文章目录
  1. 1. 原题重现
    1. 1.1. Description
    2. 1.2. Input
    3. 1.3. Output
    4. 1.4. Sample Input
    5. 1.5. Sample Output
  2. 2. 简单说说
  3. 3. 代码

引言:这道题是很基础的最小生成树问题,我一开始在题意理解上出现了很大的问题,从而用了最短路去做,浪费很多时间。


原题重现

Description

Advanced Cargo Movement, Ltd. uses trucks of different types. Some trucks are used for vegetable delivery, other for furniture, or for bricks. The company has its own code describing each type of a truck. The code is simply a string of exactly seven lowercase letters (each letter on each position has a very special meaning but that is unimportant for this task). At the beginning of company's history, just a single truck type was used but later other types were derived from it, then from the new types another types were derived, and so on. 

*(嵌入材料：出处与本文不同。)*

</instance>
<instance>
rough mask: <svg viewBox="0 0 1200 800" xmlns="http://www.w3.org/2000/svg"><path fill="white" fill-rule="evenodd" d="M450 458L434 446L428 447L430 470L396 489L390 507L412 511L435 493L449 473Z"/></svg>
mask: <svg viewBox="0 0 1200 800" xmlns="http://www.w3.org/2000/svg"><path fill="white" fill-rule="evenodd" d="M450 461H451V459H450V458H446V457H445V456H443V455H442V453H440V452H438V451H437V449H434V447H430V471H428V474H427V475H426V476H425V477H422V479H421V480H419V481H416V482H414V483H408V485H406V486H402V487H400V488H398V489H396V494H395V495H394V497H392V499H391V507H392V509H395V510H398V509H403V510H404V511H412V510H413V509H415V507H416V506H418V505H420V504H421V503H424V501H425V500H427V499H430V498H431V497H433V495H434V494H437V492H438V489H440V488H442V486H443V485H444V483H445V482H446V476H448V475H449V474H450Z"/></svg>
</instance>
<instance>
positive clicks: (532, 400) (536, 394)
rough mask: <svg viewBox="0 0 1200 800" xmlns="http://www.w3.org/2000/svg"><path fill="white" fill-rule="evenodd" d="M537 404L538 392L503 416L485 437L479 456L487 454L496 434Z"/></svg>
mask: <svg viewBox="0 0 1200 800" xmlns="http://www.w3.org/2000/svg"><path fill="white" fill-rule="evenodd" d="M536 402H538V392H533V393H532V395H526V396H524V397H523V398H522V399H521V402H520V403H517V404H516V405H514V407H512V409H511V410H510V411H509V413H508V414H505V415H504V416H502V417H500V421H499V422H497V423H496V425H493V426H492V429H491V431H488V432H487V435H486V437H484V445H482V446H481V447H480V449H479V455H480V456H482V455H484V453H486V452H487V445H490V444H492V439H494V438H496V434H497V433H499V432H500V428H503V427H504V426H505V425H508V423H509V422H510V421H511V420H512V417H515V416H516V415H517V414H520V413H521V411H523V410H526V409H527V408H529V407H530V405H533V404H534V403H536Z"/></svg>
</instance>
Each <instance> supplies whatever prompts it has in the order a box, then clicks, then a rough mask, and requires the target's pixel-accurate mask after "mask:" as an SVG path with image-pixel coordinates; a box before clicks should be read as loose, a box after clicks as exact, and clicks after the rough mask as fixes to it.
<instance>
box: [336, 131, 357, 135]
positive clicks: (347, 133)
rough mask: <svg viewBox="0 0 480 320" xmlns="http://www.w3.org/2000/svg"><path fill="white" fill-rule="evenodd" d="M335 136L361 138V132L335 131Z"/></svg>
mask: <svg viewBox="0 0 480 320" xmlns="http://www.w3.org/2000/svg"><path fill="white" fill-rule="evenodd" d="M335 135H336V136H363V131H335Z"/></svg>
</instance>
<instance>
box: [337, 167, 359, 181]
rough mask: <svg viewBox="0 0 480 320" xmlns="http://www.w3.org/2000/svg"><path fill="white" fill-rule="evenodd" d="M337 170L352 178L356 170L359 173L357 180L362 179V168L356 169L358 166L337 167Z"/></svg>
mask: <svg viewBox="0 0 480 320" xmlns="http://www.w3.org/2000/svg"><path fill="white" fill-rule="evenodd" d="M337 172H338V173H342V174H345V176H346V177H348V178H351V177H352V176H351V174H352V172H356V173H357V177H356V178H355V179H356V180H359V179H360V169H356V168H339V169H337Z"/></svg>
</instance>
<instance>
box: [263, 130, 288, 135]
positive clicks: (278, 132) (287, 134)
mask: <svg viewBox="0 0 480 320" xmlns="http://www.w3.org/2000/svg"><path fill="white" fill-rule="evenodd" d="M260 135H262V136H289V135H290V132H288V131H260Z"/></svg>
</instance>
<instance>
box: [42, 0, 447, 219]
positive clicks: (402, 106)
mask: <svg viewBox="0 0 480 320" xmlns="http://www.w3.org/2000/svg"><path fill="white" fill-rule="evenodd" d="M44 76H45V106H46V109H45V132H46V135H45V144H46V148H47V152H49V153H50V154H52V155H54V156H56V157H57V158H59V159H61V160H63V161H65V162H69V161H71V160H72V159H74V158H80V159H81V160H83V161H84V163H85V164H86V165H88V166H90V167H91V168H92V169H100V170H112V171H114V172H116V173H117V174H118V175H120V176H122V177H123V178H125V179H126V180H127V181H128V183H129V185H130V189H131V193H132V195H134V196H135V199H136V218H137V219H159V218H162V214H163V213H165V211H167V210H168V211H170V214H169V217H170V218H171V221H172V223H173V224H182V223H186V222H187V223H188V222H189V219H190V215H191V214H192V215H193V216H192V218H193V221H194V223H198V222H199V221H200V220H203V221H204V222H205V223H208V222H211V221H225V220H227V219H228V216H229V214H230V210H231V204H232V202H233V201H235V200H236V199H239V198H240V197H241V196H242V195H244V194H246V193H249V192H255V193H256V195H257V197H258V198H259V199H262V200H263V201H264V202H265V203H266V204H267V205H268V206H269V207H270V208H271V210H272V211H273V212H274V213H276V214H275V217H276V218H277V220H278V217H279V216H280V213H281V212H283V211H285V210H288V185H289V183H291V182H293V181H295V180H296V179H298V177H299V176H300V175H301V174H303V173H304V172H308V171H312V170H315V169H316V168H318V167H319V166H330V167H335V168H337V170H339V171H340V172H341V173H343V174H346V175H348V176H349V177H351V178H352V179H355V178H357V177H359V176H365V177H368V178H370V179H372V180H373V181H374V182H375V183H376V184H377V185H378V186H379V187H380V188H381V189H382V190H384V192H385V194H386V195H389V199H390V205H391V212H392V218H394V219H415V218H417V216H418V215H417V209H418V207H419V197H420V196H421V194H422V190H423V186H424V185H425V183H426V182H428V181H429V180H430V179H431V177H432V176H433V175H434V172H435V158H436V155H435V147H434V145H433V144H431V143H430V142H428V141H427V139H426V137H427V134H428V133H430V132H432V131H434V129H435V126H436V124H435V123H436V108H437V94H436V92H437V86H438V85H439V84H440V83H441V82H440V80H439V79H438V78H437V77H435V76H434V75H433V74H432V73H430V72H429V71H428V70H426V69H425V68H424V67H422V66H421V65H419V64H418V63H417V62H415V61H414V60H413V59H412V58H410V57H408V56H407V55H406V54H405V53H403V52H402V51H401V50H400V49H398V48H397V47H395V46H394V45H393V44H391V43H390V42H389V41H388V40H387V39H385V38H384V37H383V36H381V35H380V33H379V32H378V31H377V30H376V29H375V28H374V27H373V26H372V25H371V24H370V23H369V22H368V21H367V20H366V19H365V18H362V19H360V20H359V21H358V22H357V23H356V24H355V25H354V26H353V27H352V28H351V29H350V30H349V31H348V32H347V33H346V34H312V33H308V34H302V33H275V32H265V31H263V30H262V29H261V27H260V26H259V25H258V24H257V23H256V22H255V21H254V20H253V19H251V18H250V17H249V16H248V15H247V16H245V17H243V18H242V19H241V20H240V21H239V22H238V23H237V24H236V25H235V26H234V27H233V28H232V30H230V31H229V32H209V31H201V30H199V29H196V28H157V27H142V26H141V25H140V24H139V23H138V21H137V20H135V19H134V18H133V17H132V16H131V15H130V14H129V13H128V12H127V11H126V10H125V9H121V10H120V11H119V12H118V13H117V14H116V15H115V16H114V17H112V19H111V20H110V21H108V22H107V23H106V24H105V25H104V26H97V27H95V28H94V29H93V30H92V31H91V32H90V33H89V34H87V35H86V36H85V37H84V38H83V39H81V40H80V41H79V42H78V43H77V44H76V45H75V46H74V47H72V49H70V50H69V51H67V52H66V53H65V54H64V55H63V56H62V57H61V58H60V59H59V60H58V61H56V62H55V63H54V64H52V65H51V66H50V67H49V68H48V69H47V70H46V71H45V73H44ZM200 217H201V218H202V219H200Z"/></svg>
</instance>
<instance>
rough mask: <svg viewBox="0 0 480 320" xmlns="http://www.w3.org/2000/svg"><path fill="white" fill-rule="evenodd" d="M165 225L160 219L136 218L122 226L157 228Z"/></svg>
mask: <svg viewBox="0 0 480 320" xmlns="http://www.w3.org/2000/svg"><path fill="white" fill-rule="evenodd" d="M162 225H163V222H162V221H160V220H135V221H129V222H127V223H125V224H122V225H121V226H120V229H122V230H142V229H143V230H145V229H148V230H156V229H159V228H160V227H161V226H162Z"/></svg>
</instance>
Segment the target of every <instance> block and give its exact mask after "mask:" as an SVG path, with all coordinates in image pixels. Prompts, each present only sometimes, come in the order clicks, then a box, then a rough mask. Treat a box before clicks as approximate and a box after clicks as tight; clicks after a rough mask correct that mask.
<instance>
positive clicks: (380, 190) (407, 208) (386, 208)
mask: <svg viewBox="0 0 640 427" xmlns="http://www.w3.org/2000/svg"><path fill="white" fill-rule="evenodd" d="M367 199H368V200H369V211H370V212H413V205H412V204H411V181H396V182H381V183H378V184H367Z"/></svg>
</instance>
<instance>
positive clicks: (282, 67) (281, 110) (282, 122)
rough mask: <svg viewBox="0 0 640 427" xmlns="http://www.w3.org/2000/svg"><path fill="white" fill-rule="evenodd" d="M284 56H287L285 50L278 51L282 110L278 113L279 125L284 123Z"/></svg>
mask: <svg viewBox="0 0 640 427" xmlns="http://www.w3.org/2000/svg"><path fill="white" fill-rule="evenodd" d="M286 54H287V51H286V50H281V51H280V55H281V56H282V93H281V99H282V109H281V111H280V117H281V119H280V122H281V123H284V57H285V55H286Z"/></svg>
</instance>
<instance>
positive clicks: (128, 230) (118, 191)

Today, ACM is rich enough to pay historians to study its history. One thing historians tried to find out is so called derivation plan -- i.e. how the truck types were derived. They defined the distance of truck types as the number of positions with different letters in truck type codes. They also assumed that each truck type was derived from exactly one other truck type (except for the first truck type which was not derived from any other type). The quality of a derivation plan was then defined as 
1/Σ(to,td)d(to,td)

where the sum goes over all pairs of types in the derivation plan such that t o is the original type and t d the type derived from it and d(t o,t d) is the distance of the types. 
Since historians failed, you are to write a program to help them. Given the codes of truck types, your program should find the highest possible quality of a derivation plan. 

Input

	The input consists of several test cases. Each test case begins with a line containing the number of truck types, N, 2 <= N <= 2 000. Each of the following N lines of input contains one truck type code (a string of seven lowercase letters). You may assume that the codes uniquely describe the trucks, i.e., no two of these N lines are the same. The input is terminated with zero at the place of number of truck types.

Output

	For each test case, your program should output the text "The highest possible quality is 1/Q.", where 1/Q is the quality of the best derivation plan.

Sample Input

	4
	aaaaaaa
	baaaaaa
	abaaaaa
	aabaaaa
	0

Sample Output

	The highest possible quality is 1/3.

简单说说

这道题不难,如果理解了题意就知道这是一个最小生成树问题。
最小生成树就是说在N个点中找N-1条边,使得这N-1条边之和最短,用铺路的话就是说铺路代价最小,对应的,最短路问题是指两点之间最短的长度。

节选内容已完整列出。